Energy consultant Arthur D Little, in the latest in its ‘Viewpoint’ series of briefings, argues that, geo-political implications aside, president Trump’s withdrawal from the Paris agreement will have no significant impact on emissions reduction targets from the US power sector.

The Obama Administration approved the Paris deal in September 2016. The USA’s target for greenhouse gas emission reductions currently stands at 26 to 28% below 2005 levels by 2025. The main federal energy policy measure to deliver this decrease in carbon was Obama’s Clean Power Plan (CPP), which sought to reduce emissions from the power sector by 30% by 2030.
With the Trump Administration now in the White House, says the report’s author Yvonne Fuller, the CPP is unlikely to be implemented, and US energy policy will be replaced with the “America First Energy Plan”. It is only be a high-level summary at this stage but the focus has clearly shifted away from low carbon and towards low cost supply and utilising domestic energy sources, specifically coal, shale oil and shale gas.

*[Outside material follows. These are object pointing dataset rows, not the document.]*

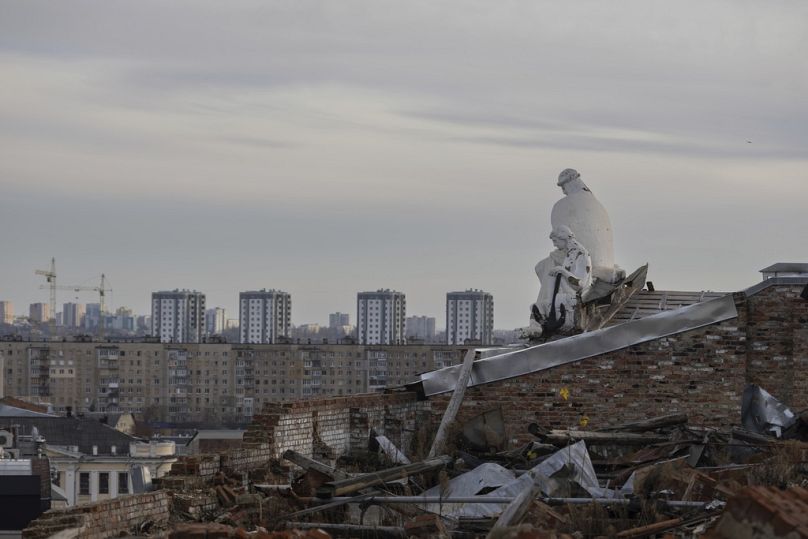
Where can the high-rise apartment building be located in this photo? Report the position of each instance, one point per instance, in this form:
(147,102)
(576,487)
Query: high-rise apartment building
(6,312)
(469,317)
(39,312)
(380,317)
(178,316)
(92,316)
(421,327)
(214,321)
(338,320)
(265,316)
(72,315)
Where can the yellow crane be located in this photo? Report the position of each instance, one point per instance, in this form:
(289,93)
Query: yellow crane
(101,289)
(50,277)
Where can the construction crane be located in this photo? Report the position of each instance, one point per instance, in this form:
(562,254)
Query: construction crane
(101,289)
(50,277)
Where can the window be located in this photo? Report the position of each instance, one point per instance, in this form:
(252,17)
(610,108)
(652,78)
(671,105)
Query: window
(123,482)
(84,483)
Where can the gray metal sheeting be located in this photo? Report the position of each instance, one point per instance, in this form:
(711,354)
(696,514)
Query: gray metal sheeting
(578,347)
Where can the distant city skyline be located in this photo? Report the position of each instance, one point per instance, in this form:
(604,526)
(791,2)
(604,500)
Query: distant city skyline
(413,146)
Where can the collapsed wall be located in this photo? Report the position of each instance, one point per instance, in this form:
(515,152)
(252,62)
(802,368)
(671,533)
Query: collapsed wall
(337,426)
(117,516)
(701,372)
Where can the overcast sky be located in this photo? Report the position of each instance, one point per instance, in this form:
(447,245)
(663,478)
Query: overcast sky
(329,147)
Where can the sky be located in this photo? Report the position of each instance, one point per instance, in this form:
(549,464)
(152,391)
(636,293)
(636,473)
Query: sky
(324,148)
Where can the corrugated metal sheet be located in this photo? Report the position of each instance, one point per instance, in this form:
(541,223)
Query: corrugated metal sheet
(578,347)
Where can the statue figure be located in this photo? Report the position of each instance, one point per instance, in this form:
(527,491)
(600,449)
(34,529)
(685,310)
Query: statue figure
(564,276)
(587,218)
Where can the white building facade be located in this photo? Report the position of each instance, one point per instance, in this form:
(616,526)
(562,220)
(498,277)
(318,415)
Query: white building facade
(265,316)
(6,312)
(469,317)
(178,316)
(381,317)
(215,321)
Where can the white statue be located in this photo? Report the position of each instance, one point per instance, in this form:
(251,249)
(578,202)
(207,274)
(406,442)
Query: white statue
(564,276)
(587,218)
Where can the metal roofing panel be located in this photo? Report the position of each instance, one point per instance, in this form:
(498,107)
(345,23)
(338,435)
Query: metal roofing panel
(578,347)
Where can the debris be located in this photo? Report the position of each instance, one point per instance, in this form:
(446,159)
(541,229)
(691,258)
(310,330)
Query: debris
(485,431)
(355,484)
(764,414)
(518,507)
(351,530)
(765,512)
(439,443)
(563,437)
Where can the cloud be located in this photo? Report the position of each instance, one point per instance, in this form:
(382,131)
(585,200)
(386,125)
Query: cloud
(325,147)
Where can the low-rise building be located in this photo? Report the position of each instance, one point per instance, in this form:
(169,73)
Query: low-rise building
(89,461)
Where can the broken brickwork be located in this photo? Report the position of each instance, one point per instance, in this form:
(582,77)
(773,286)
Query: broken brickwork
(118,516)
(702,373)
(204,467)
(777,340)
(336,426)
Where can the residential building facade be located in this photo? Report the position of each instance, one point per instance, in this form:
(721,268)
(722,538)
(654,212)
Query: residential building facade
(265,316)
(469,317)
(215,321)
(337,320)
(178,316)
(381,317)
(421,327)
(72,315)
(208,383)
(39,312)
(6,312)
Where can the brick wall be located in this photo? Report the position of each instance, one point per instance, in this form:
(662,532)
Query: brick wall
(701,372)
(334,427)
(109,518)
(203,467)
(777,333)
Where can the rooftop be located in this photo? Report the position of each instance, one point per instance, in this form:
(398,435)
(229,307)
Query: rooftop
(786,267)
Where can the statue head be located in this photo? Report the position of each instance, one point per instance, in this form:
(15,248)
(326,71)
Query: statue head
(561,237)
(570,181)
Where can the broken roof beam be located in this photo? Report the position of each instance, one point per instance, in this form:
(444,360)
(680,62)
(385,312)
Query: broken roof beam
(360,482)
(350,530)
(650,424)
(439,443)
(560,437)
(517,509)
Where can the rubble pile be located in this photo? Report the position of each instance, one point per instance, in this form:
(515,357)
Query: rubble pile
(661,477)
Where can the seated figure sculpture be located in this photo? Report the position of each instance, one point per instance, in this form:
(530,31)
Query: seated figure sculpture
(564,276)
(587,218)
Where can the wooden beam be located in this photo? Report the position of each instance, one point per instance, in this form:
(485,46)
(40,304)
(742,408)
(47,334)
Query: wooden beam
(650,424)
(563,437)
(439,443)
(360,482)
(517,509)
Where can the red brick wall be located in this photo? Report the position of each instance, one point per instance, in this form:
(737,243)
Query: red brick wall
(702,373)
(342,424)
(778,343)
(109,518)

Last month energy consultant Yvonne Fuller published research under the heading ‘America First: carbon emissions go last? `– potential impact of president Trump’s “America first energy plan” on the power sector’ which argues that that despite the president’s political grandstanding and promised ‘return of coal jobs,’ economic factors have already shifted the US power sector’s medium-term energy outlook, and the growth of lower emission options like gas and renewables will continue to make up a bigger part of the US energy mix. The result is that even without the commitments to honour the Paris agreement we are seeing from cities and corporations, the US is on track to reduce emissions in line with the agreements standards.